US Federal Reserve policymakers are reportedly increasingly confident that inflation is cooling enough to allow interest rate cuts ahead.
Fed officials are also veering around to the view that they will take their cues on the size and timing of those rate cuts not from stock market turmoil, but from the economic data.
A Reuters report, citing three central bankers, said that was the shared message from the bankers.
A jump in the July US unemployment rate reported last Friday sparked a global stock market rout that continued into Monday before equities partially recovered, as investors and analysts worried the US was headed for a recession.
Investors and several economists also felt the Fed would need to react aggressively.
“It’s hard to make the case that something has just happened that is monumental on the equity side,” the report said, citing Richmond Federal Reserve Bank President Thomas Barkin.
Barkin said major US stock market indices are still up from the start of the year.
More to the point on policy, he said at a virtual event put on by the National Association for Business Economics, is “all the elements of inflation seem to be settling down (and) I’m relatively hopeful based on the conversations I’m having that that’s going to continue.”
Those same conversations with business leaders also suggest the cooling in the US labour market is coming from slower hiring rather than a rise in layoffs, he said.
Kansas City Fed President Jeff Schmid, one of the US central bank’s more hawkish policymakers, said financial conditions can both reveal important information on the trajectory of the economy and can also spillover to impact the real economy.

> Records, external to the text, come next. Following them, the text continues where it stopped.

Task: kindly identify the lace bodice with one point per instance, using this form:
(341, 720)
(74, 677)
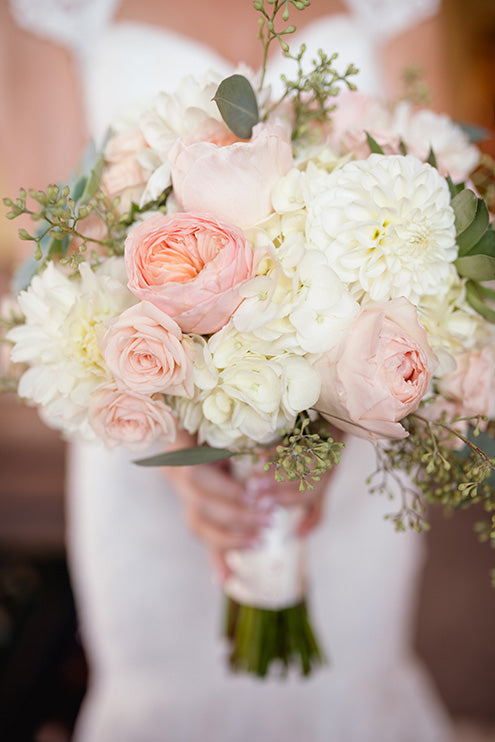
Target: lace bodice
(74, 23)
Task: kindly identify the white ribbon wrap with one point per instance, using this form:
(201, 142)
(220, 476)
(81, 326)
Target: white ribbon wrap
(271, 575)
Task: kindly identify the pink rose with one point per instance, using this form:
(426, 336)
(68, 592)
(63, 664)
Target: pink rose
(235, 181)
(357, 114)
(190, 267)
(471, 385)
(379, 373)
(123, 176)
(132, 420)
(145, 351)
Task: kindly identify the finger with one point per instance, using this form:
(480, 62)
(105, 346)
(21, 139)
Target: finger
(219, 537)
(220, 566)
(236, 515)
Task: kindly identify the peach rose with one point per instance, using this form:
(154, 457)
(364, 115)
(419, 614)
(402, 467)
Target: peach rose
(235, 181)
(190, 266)
(129, 419)
(123, 176)
(470, 386)
(379, 373)
(145, 351)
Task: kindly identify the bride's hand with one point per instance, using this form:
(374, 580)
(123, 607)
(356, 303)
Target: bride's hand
(228, 514)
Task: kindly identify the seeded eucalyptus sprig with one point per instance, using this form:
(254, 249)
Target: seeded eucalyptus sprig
(60, 213)
(312, 92)
(304, 455)
(439, 474)
(267, 30)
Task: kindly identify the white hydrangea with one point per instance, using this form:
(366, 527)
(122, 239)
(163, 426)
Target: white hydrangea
(245, 393)
(453, 326)
(386, 227)
(59, 339)
(169, 117)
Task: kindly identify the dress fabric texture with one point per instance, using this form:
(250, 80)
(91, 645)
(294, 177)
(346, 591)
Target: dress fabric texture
(150, 611)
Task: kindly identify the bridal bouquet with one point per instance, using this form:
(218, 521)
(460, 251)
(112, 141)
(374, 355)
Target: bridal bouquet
(254, 270)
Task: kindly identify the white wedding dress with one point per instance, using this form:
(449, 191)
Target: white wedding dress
(149, 609)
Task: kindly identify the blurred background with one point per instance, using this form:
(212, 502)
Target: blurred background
(43, 672)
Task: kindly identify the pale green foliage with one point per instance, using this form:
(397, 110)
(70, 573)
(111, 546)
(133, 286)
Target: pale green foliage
(304, 455)
(267, 30)
(311, 93)
(439, 474)
(414, 88)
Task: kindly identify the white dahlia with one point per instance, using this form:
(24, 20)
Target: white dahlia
(59, 340)
(385, 225)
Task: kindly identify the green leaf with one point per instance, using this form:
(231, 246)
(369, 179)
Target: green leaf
(476, 295)
(236, 101)
(432, 160)
(476, 267)
(464, 204)
(456, 188)
(373, 145)
(485, 246)
(93, 182)
(187, 457)
(473, 132)
(475, 231)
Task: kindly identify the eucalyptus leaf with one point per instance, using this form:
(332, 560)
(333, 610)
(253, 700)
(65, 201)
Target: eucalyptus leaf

In remarks prepared for delivery to the Kansas Bankers Association’s annual meeting in Colorado Springs, Colorado, Schmid, however, said: “The Fed has to remain focused on achieving its dual mandate of full employment and price stability.”
Inflation outlook
On that score, he said, recent “encouraging” data showing inflation around 2.5 percent gives him more confidence inflation is headed to the Fed’s 2 percent goal.
Schmid described the economy as resilient, consumer demand as strong, and the labour market as noticeably cooling but still “quite healthy”, and said he views the current policy stance as “not that restrictive”.
Chicago Fed President Austan Goolsbee reiterated his view the central bank’s policy is tight, and that to leave borrowing costs where they are even as inflation falls is to make it even tighter, risking harm to the labour market.
But like his more hawkish counterparts, Goolsbee said the stock market, and the upcoming presidential election, would not determine Fed policy.
“The Fed’s out of the election business. The Fed is in the economic business,” Goolsbee said in an interview on Fox News.
“We’re not in the business of responding to the stock market. We’re in the business of maximising employment and stabilising prices,” he said.